Tumor-derived HAase may be an attractive therapeutic target for tumors. Many synthetic or natural products, including high molecular mass poly(styrene-4-sulfonate), fenoprofen, glycerrhizic acid, and plant-derived compounds, have been used as HAase inhibitors [17]. In the present study, Cmap, an online database, was utilized to predict possible small molecule compounds targeting HYAL2. Finally, four small molecule compounds were discovered: sphingosine, D-609, NVP-BGJ398 and itopride. Although the roles of these four small molecule compounds in glioma have not yet been reported, sphingosine 1-phosphate (S1P) has been highlighted as a key regulator of tumor progression, and ceramidase inhibitors are able to limit ceramide conversion into sphingosine and fatty acids, ultimately inhibiting sphingosine 1-phosphate (S1P) biosynthesis [26, 27]. This evidence highlights that sphingosine, as a ceramidase inhibitor, has the potential to inhibit tumor progression by inhibiting ceramide conversion.
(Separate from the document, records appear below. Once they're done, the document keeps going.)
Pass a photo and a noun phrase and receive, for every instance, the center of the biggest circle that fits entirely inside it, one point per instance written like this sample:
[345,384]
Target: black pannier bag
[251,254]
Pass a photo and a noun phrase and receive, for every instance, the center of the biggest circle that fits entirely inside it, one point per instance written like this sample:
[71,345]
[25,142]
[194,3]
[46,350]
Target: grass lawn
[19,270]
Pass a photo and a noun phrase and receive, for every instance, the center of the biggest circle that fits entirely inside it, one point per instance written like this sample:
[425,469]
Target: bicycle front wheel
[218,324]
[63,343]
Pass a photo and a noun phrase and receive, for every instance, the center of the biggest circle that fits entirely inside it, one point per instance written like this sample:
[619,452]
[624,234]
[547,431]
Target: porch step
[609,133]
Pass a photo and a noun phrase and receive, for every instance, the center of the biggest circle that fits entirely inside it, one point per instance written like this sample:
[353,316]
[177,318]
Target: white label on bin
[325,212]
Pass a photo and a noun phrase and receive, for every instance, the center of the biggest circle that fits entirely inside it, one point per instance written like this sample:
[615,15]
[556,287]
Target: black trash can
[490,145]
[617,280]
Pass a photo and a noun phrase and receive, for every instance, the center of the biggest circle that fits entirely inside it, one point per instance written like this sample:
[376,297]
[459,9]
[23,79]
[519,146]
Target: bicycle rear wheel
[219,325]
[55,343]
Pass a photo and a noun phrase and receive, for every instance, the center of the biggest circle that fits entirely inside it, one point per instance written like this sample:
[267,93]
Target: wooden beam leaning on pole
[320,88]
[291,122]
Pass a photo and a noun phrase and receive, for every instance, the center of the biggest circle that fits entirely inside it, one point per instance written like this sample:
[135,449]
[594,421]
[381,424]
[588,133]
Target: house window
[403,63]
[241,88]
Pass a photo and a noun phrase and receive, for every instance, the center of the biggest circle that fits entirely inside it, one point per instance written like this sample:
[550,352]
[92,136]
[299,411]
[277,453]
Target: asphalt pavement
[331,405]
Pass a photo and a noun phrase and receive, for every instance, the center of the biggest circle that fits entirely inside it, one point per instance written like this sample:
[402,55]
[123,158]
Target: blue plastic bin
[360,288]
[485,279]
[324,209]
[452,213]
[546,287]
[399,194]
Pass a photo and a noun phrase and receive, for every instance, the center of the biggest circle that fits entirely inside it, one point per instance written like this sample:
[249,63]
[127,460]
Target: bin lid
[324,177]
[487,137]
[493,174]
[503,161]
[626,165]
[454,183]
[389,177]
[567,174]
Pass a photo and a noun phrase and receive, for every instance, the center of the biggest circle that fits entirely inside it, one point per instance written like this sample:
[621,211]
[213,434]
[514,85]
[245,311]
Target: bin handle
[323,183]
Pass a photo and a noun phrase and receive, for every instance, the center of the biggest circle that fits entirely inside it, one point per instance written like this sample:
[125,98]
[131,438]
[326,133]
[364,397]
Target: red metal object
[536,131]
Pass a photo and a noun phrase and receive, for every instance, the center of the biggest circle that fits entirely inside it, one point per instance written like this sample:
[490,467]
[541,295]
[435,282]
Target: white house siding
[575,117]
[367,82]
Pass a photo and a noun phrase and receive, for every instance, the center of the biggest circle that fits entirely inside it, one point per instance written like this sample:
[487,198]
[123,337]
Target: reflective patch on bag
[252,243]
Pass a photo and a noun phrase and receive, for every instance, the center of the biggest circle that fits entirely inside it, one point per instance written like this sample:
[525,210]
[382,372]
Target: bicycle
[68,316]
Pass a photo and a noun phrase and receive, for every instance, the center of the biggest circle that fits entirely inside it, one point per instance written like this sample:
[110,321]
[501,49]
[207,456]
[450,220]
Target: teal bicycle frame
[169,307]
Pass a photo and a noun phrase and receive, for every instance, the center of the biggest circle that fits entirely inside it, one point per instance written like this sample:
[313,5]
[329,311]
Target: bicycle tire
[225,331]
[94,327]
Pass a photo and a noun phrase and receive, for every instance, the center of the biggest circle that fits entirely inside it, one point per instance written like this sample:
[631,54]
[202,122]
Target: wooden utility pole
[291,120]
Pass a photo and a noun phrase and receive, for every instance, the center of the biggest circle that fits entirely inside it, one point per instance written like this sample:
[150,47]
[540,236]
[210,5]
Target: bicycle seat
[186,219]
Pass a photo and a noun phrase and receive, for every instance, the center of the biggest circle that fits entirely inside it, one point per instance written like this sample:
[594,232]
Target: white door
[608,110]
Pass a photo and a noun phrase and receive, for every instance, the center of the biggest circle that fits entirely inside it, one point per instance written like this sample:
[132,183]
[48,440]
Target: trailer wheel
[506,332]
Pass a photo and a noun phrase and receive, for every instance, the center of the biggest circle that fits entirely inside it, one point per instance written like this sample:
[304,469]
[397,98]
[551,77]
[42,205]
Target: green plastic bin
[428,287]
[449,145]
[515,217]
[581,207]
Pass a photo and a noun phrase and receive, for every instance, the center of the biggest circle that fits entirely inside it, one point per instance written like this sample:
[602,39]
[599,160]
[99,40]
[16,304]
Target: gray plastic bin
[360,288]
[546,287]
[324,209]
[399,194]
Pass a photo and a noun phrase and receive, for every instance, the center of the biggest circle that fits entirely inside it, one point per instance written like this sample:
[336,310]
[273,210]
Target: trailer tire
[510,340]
D609 exerted a therapeutic effect in a non-small cell human lung carcinoma (NSCLC) xenograft model [28]. Moreover, D609 could cause human tumor cell death; in contrast, an effect on normal cells was not discovered [29]. The FDA approved infigratinib (NVP-BGJ398), an FGFR2 inhibitor, for the treatment of patients with advanced and metastatic cholangiocarcinoma [30]. In addition, dopamine receptors (DRs) have been found in many tumors; recently, some studies reported that DR antagonists have the ability to enhance the sensitivity of cancer stem cells to chemotherapy, and in mouse models, the dopamine receptor antagonist trifluoperazine also exhibits an inhibitory effect on GBM [31, 32]; therefore, these reports implied that itopride, as a dopamine receptor antagonist, has the ability to restrain tumor growth. Additionally, the reliability of CMap as a potential drug prediction tool for the disease has been confirmed, and in the next study, we will focus on the effects of these small molecule drugs as HYAL2 inhibitors in glioma. Overall, we think that these four compounds may become potential drugs for adjuvant chemotherapy in glioma with in-depth research in the future.
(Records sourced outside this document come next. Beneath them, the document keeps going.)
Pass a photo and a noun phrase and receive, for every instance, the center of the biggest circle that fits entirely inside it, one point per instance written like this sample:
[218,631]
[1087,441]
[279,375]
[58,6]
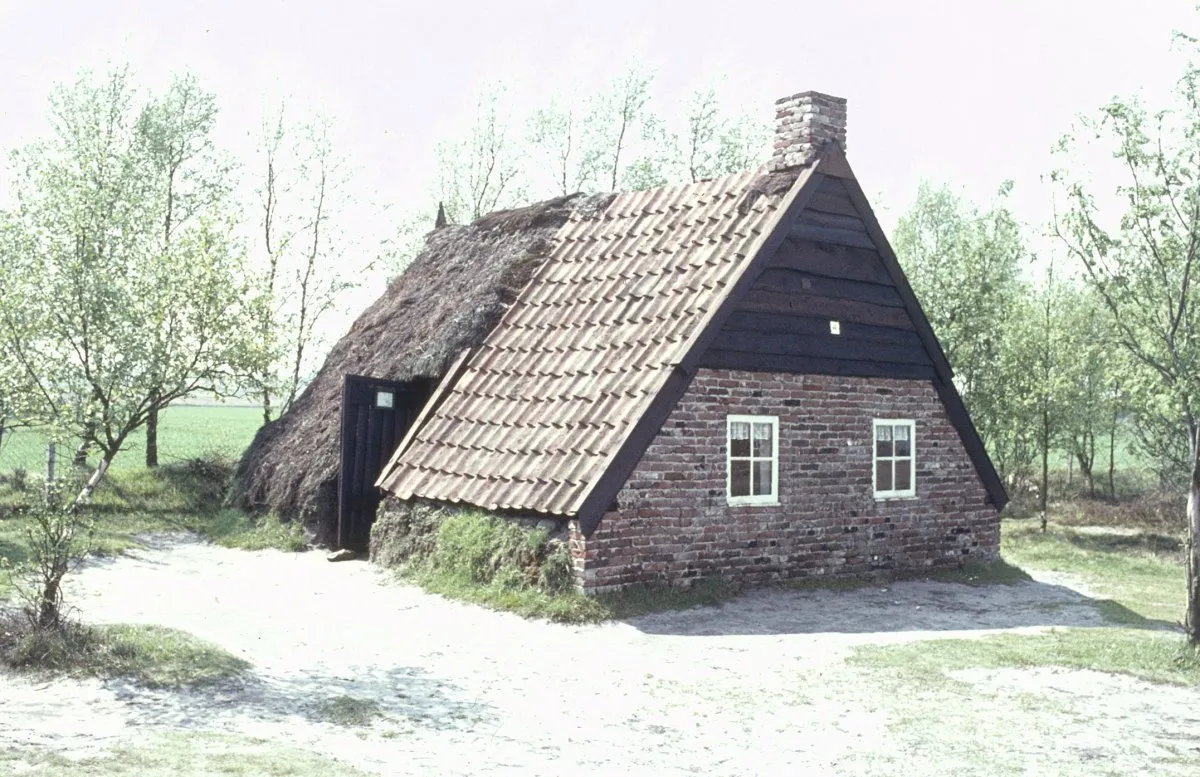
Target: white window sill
[894,497]
[771,501]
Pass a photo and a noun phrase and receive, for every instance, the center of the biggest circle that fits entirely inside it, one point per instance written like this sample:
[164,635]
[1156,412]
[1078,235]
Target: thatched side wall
[449,299]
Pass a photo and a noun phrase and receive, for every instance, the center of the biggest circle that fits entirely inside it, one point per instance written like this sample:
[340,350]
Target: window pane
[883,476]
[739,477]
[762,444]
[739,439]
[762,477]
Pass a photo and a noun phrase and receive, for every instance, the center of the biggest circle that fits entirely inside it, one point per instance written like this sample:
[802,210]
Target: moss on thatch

In conclusion, our observations revealed that HYAL2 overexpression in gliomas is associated with prognosis. Together with our previous studies, all of these results suggest that there are metabolic abnormalities related to HA in gliomas, including abnormalities in HA biosynthesis and catabolism. Therefore, the results of this study further enhance the understanding of the role of HA in glioma pathogenesis and provide a novel target for glioma treatment.